As the chilling winters receive a farewell from the approaching spring, people in India come to a full mode celebrating with festivals such as Holi. Sadly, for most of us this festival is now only a matter of enjoying getting a holiday from work. But if you’re eager to see a real show of colors, there are numerous places in India we recommend you visit and explore the true spirit of Holi. Here’s a list of such places:
5. Barsana (Uttar Pradesh)
Although, the festival of Holi is celebrated with great joy and excitement in all corners of India, but the Holi of Barsana is exceptionally famous. Located near Mathura, the native village of Lord Krishna, Barsana celebrates Holi with a tradition where women gather in groups and beat men from the neighboring village with sticks.
Sounds a bit crazy, but it is seriously more fun that one can ever expect. The tradition has a famous legend associated with the love of Lord Krishna and his adored Radha, where the playful Lord Krishna teased Radha and her friends on the festive day of Holi and as result was chased back to his native village (Nandgaon) with sticks.
In the present times too men from Nandgaon come to Barsana to play Holi with Gopis, but are chased back by the Gopis with sticks. The festival lasts for more than two days and the atmosphere looks vibrant with colors, songs, thandai and rose petals.
4. Rajasthani Holi (Rajasthan)
The state of Rajasthan has been admired for its traditional and colorful art and paintings, so how can the land of Maharajas be separated from the festival of colors. The festival begins in the same traditional manner as Banaras, where people from villages gather around a huge bonfire and perform folk dance with traditional songs.
On the festive day, the air and streets get painted with bright Holi colors.
The most spectacular aspect of the Rajasthani Holi is the Royal Rajput warriors riding their steeds through the streets and greeting the populace. Other famous traditional Holi events in Rajasthan include functions of Mali Holi, Gair at Godji, Braj Mahotsav and Dolchi Holi at Bikaner.
3. Hola Mohalla (Punjab)
Punjabis have their own style of doing everything. They celebrate the festival of Holi as Hola or Hola Mohalla. Like most traditional Punjabi festivals, Holi gets a new meaning and importance in the land of five rivers. The real Hola Mohalla celebrations begin the day after the actual Holi ends at Anandpur Sahib, where people gather in large numbers.
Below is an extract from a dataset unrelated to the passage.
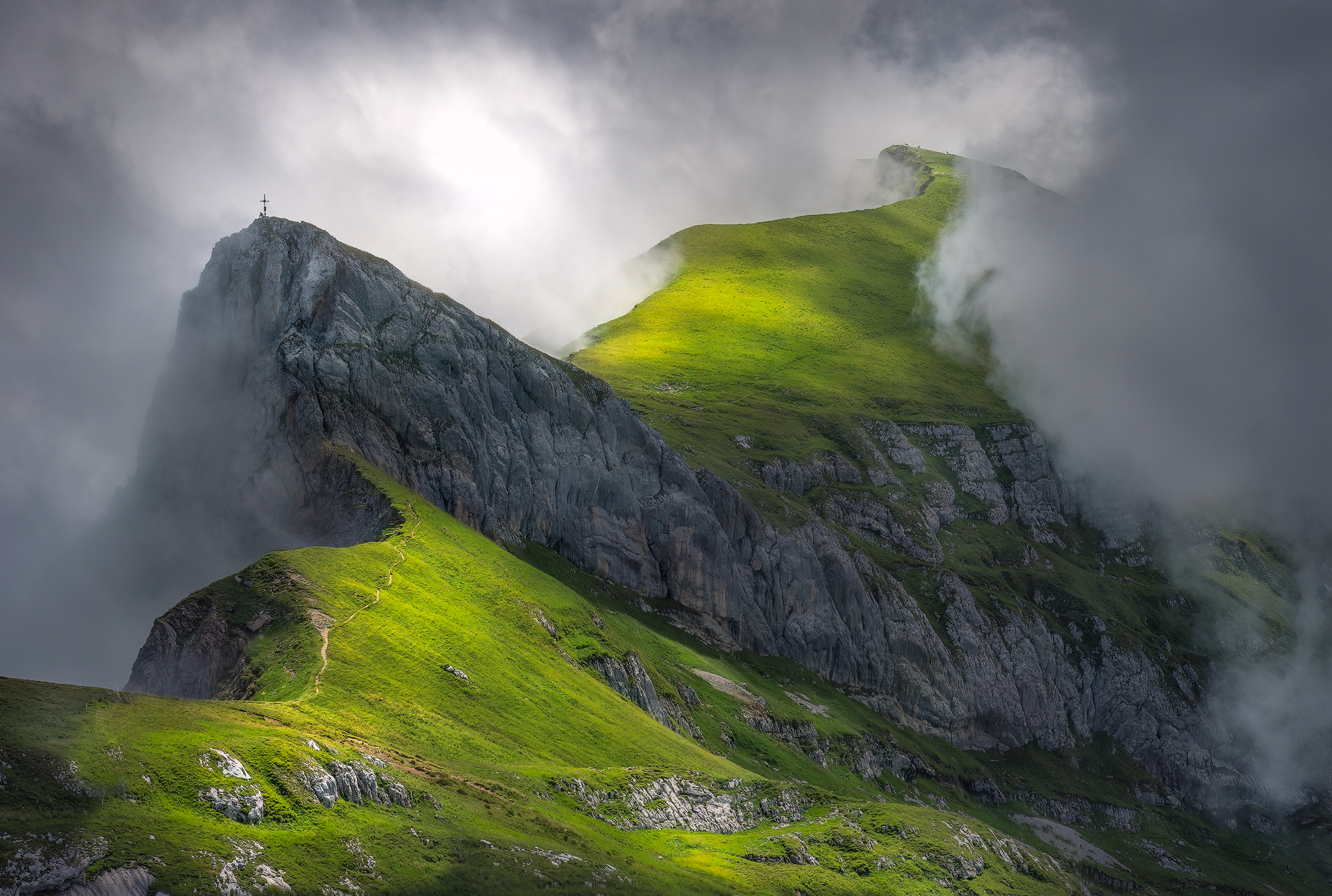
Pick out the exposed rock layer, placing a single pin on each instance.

The festive celebrations continuous for three days and during this time devotees organize processions that are carried out within the localities of Anandpur Sahib. While demonstrating their martial skills the procession leads the gathering with people sprinkling colored powders on each other and sing and dance to folk tunes.
Also Read: 30 Fun Signs For A Punjabi
2. Kumaoni Holi (Uttarakhand)
The festival of Holi has its own carouses in the Kumaon region of Uttarakhand. Popularly known as the Kumaoni Holi, the festival holds a major significance for Kumaoni people as they celebrate Holi to make the triumph of good over evil. Considered to have originated from the Baithaki Holi of the Chand Kings, the festival is still celebrated with huge fanfare.
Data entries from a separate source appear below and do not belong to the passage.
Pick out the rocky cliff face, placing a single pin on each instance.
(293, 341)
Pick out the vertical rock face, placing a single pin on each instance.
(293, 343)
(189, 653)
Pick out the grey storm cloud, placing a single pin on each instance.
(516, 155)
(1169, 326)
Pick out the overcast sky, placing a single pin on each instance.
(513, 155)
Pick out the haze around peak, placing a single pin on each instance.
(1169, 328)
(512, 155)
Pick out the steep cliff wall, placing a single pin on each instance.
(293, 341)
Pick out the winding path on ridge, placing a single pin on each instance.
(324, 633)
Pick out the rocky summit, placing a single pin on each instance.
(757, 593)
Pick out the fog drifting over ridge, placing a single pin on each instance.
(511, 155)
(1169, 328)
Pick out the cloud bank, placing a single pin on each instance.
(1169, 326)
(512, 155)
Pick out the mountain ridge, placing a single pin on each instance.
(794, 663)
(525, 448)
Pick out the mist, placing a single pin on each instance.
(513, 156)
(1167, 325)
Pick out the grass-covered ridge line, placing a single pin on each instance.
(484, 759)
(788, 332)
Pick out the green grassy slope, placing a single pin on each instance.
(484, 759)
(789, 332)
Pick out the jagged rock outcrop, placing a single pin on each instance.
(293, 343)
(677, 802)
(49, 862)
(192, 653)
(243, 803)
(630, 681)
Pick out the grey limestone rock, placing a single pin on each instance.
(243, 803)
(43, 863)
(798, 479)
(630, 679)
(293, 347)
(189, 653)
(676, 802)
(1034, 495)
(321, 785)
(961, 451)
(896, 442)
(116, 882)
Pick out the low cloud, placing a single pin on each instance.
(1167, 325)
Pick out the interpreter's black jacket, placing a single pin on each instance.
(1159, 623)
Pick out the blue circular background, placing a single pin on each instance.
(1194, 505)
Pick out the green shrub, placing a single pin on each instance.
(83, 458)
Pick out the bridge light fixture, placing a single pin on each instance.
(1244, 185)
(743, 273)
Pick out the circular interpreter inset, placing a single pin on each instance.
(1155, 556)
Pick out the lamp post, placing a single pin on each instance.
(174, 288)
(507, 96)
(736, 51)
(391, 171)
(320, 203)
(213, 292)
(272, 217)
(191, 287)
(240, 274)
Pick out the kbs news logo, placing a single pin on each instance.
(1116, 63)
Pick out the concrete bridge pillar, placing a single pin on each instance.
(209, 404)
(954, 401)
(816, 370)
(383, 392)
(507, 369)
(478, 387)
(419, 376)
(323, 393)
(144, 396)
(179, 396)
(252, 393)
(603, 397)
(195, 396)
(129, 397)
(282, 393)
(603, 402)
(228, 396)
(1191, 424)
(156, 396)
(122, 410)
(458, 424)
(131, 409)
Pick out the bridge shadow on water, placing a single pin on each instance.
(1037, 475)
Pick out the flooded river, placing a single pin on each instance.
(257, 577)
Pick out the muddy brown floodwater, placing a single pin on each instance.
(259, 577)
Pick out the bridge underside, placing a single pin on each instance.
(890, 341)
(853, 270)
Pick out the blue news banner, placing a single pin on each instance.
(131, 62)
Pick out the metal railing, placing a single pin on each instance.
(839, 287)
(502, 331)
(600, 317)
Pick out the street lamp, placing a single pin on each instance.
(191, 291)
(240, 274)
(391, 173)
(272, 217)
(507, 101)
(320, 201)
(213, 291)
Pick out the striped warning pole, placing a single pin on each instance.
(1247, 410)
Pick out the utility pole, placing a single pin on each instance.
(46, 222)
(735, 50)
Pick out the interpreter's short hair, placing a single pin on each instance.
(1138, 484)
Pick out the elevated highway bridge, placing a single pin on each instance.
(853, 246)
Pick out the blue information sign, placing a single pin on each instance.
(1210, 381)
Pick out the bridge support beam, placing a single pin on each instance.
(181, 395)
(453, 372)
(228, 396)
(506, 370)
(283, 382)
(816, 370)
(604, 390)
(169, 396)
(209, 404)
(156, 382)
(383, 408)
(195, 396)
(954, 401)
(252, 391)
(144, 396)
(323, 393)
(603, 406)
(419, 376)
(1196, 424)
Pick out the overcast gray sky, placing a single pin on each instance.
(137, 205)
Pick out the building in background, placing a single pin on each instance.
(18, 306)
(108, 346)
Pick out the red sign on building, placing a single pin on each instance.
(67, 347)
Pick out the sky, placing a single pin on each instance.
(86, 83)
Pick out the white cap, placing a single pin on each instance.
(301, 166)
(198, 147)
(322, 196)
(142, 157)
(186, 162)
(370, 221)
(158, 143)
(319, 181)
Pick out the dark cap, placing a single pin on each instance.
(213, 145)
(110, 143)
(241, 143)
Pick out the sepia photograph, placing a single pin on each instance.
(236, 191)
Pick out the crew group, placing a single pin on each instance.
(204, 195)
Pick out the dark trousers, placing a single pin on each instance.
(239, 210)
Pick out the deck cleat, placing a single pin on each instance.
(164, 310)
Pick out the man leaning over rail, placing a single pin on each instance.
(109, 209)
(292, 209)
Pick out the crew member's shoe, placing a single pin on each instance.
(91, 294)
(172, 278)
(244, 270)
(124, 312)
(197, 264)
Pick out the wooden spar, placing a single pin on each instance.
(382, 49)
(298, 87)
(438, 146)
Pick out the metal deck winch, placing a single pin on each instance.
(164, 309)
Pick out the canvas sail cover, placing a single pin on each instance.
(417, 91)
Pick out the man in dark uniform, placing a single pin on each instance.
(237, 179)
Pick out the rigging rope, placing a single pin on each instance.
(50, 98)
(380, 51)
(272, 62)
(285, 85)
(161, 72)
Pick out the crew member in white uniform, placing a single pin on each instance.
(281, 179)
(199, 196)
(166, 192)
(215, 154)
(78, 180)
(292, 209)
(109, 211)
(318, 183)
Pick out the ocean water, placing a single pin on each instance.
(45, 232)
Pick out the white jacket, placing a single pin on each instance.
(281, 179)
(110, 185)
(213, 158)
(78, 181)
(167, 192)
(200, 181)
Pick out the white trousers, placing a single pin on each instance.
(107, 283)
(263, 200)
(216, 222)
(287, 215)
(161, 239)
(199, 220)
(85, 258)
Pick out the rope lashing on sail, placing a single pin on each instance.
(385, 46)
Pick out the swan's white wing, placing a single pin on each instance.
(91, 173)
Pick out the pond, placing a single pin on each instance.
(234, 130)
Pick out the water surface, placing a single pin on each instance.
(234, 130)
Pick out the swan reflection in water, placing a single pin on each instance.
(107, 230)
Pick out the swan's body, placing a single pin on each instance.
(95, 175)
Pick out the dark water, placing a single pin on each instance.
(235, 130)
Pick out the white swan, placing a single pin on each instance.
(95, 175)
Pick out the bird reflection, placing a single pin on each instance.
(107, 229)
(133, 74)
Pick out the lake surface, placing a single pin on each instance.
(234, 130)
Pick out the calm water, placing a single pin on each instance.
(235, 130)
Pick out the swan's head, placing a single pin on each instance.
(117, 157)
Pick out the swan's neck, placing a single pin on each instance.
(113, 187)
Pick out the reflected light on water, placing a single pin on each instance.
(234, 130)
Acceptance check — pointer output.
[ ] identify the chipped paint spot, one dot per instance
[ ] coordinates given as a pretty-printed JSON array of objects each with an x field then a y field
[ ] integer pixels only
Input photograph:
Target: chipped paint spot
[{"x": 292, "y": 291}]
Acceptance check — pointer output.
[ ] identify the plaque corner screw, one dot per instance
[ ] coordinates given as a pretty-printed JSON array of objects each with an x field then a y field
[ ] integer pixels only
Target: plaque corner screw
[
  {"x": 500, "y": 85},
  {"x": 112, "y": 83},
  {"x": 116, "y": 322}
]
The celebrations are widely famous for the musical touch and conventional stories, customs and spirituality associated with Holi. Among the different communal Holi gatherings, Baithaki Holi, Khari Holi and the Mahila Holi are the most interesting ones.
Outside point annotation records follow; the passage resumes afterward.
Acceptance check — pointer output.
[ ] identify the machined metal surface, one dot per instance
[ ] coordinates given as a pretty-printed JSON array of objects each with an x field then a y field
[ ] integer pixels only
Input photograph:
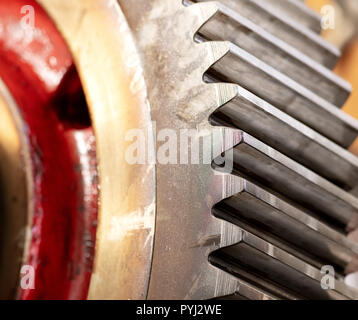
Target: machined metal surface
[{"x": 180, "y": 230}]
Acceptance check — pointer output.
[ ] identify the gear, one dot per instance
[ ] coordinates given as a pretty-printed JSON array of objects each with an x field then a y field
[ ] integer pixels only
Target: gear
[{"x": 276, "y": 200}]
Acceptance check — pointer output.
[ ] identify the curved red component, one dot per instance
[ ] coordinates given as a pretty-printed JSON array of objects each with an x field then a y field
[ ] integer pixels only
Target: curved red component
[{"x": 37, "y": 67}]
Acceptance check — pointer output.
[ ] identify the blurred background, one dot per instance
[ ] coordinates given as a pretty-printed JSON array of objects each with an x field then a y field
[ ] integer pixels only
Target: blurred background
[{"x": 344, "y": 35}]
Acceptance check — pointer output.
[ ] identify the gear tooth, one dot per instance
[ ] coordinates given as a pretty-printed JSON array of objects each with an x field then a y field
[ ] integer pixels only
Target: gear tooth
[
  {"x": 226, "y": 92},
  {"x": 218, "y": 50},
  {"x": 205, "y": 10}
]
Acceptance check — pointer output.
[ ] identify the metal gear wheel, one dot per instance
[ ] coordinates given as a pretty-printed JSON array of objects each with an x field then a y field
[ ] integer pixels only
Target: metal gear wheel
[{"x": 257, "y": 76}]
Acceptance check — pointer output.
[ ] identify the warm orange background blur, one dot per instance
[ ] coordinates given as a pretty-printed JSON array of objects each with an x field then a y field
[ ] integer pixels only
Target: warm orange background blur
[{"x": 347, "y": 68}]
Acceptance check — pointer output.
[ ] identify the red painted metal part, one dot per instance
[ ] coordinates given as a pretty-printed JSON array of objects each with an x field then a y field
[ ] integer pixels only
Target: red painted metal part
[{"x": 38, "y": 69}]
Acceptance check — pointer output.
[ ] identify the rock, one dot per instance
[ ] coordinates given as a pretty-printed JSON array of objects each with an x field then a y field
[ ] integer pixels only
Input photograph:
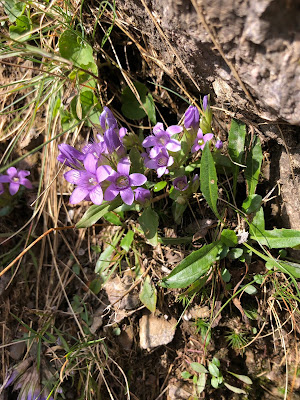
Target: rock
[
  {"x": 259, "y": 38},
  {"x": 116, "y": 289},
  {"x": 126, "y": 338},
  {"x": 156, "y": 331}
]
The famous Baithki Holi begins from the customary Hindu temples as the local professional singers set the atmosphere of the gathering. The Khari Holi on the other side is generally celebrated in the rural areas of Kumaon region and has its own colors with traditional dresses, music and impressive dance groups adorning the occasion.
1. Dol Purnima (Bengal)
In some parts of the country like mainstream Bengal and Odissa, Holi takes the form of Dol Jatra or Dol Purnima. Apart from sprinkling colors and water fights, the festival in Bengal is celebrated as a dedication to the love of Lord Krishna and Radha. On this day, devotees decorate the idols of Radha and Krishna and place them on the decked swings for a walk to the streets around the temples.
The celebratory atmosphere becomes more mesmerizing as devotes wait for their chance to swing the decked swing of Radha- Krishna. As the procession mounts with colors being sprinkled on the devotees, women gather in groups around the swing and perform cultural dances on traditional Bengali bhajans. The festival holds great importance for the Bengali communities as the occasion also commemorates the birthday of Nimai, Gauranga and Chaitanya Mahaprabhu of Bengal.